DAM: Best for Governance at Scale
Use a DAM when you have 5,000+ assets, need to track provenance across tools, work with clients who require compliance documentation, or manage a team that needs shared access with role-based permissions. If your workflow involves answering “where did this image come from and can we prove it?” a DAM is the only tool that stores the answer.
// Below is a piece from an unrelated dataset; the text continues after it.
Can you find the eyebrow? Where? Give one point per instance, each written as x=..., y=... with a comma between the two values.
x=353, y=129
The real question is not which tool is best. It is whether you need a prompt catalogue, a visual browser, or a system of record. Each solves a different problem, and some workflows need more than one.
Feature Comparison: Notion vs Eagle vs Spreadsheet vs DAM
Midjourney Organisation Tools: Capability Comparison
| Capability | Notion | Eagle (v4) | Spreadsheet | DAM |
|---|---|---|---|---|
| Prompt text storage | ✅ Native | ❌ Not designed for it | ✅ Native | ✅ Via metadata extraction |
| Visual asset browsing | ❌ Manual thumbnails | ✅ Core strength | ❌ Not practical | ✅ Native gallery |
| Prompt–output linking | ❌ Manual | ❌ No prompt awareness | ❌ Manual | ✅ Automatic via metadata |
| MJ metadata extraction | ❌ Cannot read files | ⚠️ Basic EXIF only | ❌ Manual entry | ✅ Parses Description field |
| Parameter search | ❌ Free text only | ❌ Tag-based only | ⚠️ Manual columns | ✅ Structured fields |
| Version lineage | ❌ Flat rows | ❌ No relationships | ❌ Flat rows | ✅ Tree structure |
| Deduplication | ❌ None | ⚠️ Filename only | ❌ None | ✅ Content hash |
| Semantic / visual search | ❌ None | ⚠️ Colour search only | ❌ None | ✅ Both |
| Compliance (IPTC, AI Act) | ❌ No awareness | ❌ No awareness | ❌ No awareness | ✅ Export presets |
| Team collaboration | ✅ Strong | ❌ Local only | ⚠️ File sharing | ✅ Role-based access |
No tool wins every row. Notion has the strongest collaboration model for text-based work. Eagle has the best visual browsing experience. A DAM is the only option that treats the image and its metadata as a single governed record. The right choice depends on which rows matter most to your workflow.
- Notion is a prompt catalogue — excellent for text-first prompt management under 500 entries with team collaboration
- Eagle is a visual browser — best-in-class for desktop image browsing, colour search, and local curation of large libraries
- Neither tool extracts Midjourney’s embedded metadata (prompt, Job ID, IPTC Digital Source Type) from downloaded files
- A DAM treats the asset and its metadata as a unified record — prompt-to-output linking, lineage, and compliance are automatic
- Spreadsheets work for quick logging but break at scale for the same reasons as Notion: no visual context, no metadata extraction, no lineage
- The decision point is not library size alone — it is whether you need provenance tracking, compliance documentation, or cross-tool lineage
From Prompt Database to System of Record
The progression from Notion to Eagle to a DAM is not about replacing bad tools with better ones. Each tool solves a genuine problem. Notion manages prompt text. Eagle browses visual assets. A DAM connects them into a governed system where provenance, compliance, and lineage are first-class concepts.
Most creators start with Notion and it works. Some add Eagle for visual browsing and that works too. The question is whether your workflow has grown past what these tools were designed for. If clients ask for provenance, if compliance matters, if your library has crossed into the thousands and you are spending more time managing assets than creating them—that is when the system of record becomes necessary.
Start where you are. Use the tool that matches your current scale. But know that Midjourney already embeds the metadata you need—prompt text, parameters, Job ID, IPTC Digital Source Type—in every downloaded file. The only question is whether your tool can read it.